New York — End of the World. Play by Arthur Kopit. Starring John Shea, Barnard Hughes, Linda Hunt. Directed by Harold Prince. ''End of the World'' is a play of uncommon commitment and courage. Arthur Kopit and company are living dangerously as they mingle satire, mock realism, and philosophic discourse to tackle the overriding issue of the age: the threat of nuclear destruction. For what it attempts, and what it achieves, the late arrival at the Music Box is a major event of this or any other season.
Mr. Kopit approaches the subject slyly by casting his playwright-hero Michael Trent as a sort of theatrical private eye, replete with trench coat and crushed felt hat. Trent (John Shea) explains that a dramatist is like a detective, always searching for clues. In the present instance, the writer-sleuth is approached by billionaire Philip Stone (Barnard Hughes). Stone wants his four-page outline on the nuclear question developed into a stage play.He is prepared to finance the project and keep a production running, even if it finds no audience response.
The genesis of ''End of the World'' reflects a similar offer Mr. Kopit actually received. According to a Playbill note, much of the content, particularly the second act, derives from interviews conducted by the author. Subtitled ''The Investigation,'' Act II plunges protagonist and spectator into a succession of Washington conversations in which Trent attempts to identify and comprehend the rationale for prevailing nuclear policy.
In the process, he encounters a series of dizzying and often hilarious rationalizations as expressed by his government sources. They include a Pentagon general (David O'Brien), a Soviet specialist (Jaroslav Stremien), two think-tank types who rattle off their spiels as they stuff Cookin' Good chickens for a gourmet lunch, and a shadowy figure who finally keeps a promised rendezvous.

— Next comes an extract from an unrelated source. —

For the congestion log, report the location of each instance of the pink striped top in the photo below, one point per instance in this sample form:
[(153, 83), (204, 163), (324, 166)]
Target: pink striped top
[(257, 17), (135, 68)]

Trent hears things like: ''A bluff taken seriously is much more serious than a serious threat taken as a bluff. . . . We have to learn how to wage nuclear war rationally. . . . What you have to do is out-preempt them. . . .''
Act III, ''The Discovery,'' returns Trent to his Stamford, Conn., home base to confront not only his impatient patron but the most rigorous phase of his Odyssey - the self-examination that brings ''End of the World'' to its own tentative conclusion. Trent recalls an incident, years before, when he was left alone for the first time with his newborn son. It is a terrifying and eventually moving statement. With this speech, Mr. Shea brilliantly caps his tireless performance of a demanding role.
The speech is counterpointed by Stone's description of an experience during a Pacific A-test (a section credited to Robert Scheer's book ''With Enough Shovels''). Here as elsewhere, Mr. Hughes demonstrates the solidity of his contribution as the mysterious, apparently imperturbable patron. In the real-life role of a talent representative, Audrey Wood (Mr. Kopit's agent before her prolonged illness), Linda Hunt presides with a blend of solicitude and acumen which shames her crassly comic fellow agents (Richard Seff and Mr. O'Brien). (Mr. Kopit enjoys these showbiz vaudeville bits.)
Harold Prince has staged the production with an extraordinary sensitivity to the dense complexity of themes and counterthemes that make ''End of the World'' so difficult a work. Always a tricky business, the play-within-a-play is here complicated by Mr. Kopit's satirical, private-eye approach to a most serious subject.
Clarke Dunham's series of background panels provides the well-ordered areas onto which Mr. Dunham and Lisa Podgur's breathtaking projections are exposed. These include two Escher prints - with cunning manipulation of perspective - that provide a visual commentary on the nuclear argument: the arrival by logical means at preposterous conclusions. The fluidly changing slides are more than mere embellishments to a theater work that stirs imagination and stimulates thought.